Since her first brush with national fame about two years ago, Ms. Palin has not merely seized the limelight and made a small fortune as a conservative spokesperson, but has become the de facto leader of the Tea Party Movement among Republicans, a bonafide kingmaker and the odds-on favorite to win the Republican Presidential nomination in 2012. About half the Republican candidates she’s endorsed this year have won their respective primaries. Last week Palin nemesis Senator Lisa Murkowski conceded defeat to a first-time candidate she backed. The message is clear: mess with Sarah, and you’re gonna get whacked.
Even if she loses in 2012, she will make history by her nomination alone; and unless she says something colossally cruel or stupid, she will remain a force in American politics for years on end. Mitt Romney-are you kidding me? Ever seen a Sarah Palin rally? Romney couldn’t attract a crowd like that if he paid for it.
Palin has looks, charisma (to her followers) and timing, but she also has superb political instincts. She is keenly aware that our politics has become a culture of celebrity, where fame is more valuable than experience and a tough stance or catchy sound bite more effective than a major legislative accomplishment (notice how Obama’s poll numbers decline after each bill he signs into law). Making laws is for wonks; winning elections is for stars.
She’s been compared to Hillary Clinton because of her gender and because of her massive ambition; and Sarah Palin’s rise, in a sense, is a triumph for American feminism. But the figure in American politics Palin resembles most is neither Hillary Clinton nor Ronald Reagan, whom she admires, but Richard Milhous Nixon. That’s right: Palin is the closest thing we’ve got to Tricky Dick, but less in her slippery scheming than in her brand of identity politics. Although Nixon was a Congressman, Senator and Vice-President and served in World War II before becoming President, he always positioned himself as the quintessential outsider. He never forgot that he was too poor to attend Harvard University, and he never stopped railing against the “Eastern Establishment,” which was often Ivy-League trained. Sarah Palin’s interrupted college education (also due to financial difficulties) has given her a connection with those who continue to be excluded from the pinnacles of power. And because she is a Republican populist, it doesn’t matter if she gets accepted into the best country clubs or hobnobs with the coolest celebrities. To her devoted, mostly white, conservative, evangelical and rural followers, she will always be one of “them” simply because she wears her conservative, evangelical and rural roots on her designer sleeves.

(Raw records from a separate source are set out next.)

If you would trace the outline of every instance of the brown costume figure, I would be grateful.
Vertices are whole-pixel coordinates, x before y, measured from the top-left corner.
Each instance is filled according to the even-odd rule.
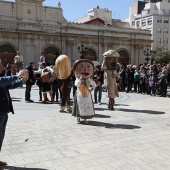
[[[103,54],[104,59],[102,63],[102,69],[104,70],[104,85],[108,89],[108,108],[114,110],[114,98],[119,97],[116,79],[118,73],[116,71],[116,65],[119,57],[119,53],[114,50],[109,50]]]
[[[66,55],[60,55],[55,61],[58,86],[62,95],[60,112],[71,112],[70,108],[70,83],[71,83],[71,63]]]
[[[90,119],[94,116],[94,107],[91,97],[91,91],[96,87],[96,83],[90,78],[94,71],[93,62],[87,59],[81,59],[74,63],[73,71],[75,72],[75,86],[77,92],[74,95],[74,105],[72,115],[80,118]]]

I’m convinced that Sarah Palin will run in 2012, if for no reason because she’s brazen and because it will help further book sales. Taking on a sitting president whose poll numbers have been dropping along with the U. S. GDP is too tempting a target. She also senses that 2016 is too far into the future to be a cakewalk to the nomination. Hillary Clinton played it safe and skipped a fight in 2004, only to get blindsided by Obama and the ‘Change’ juggernaut four years later.
Whether you love her or loathe her-like the millions divided about Richard Nixon-Sarah Palin is here to stay. And if nothing else, she certainly will not be boring.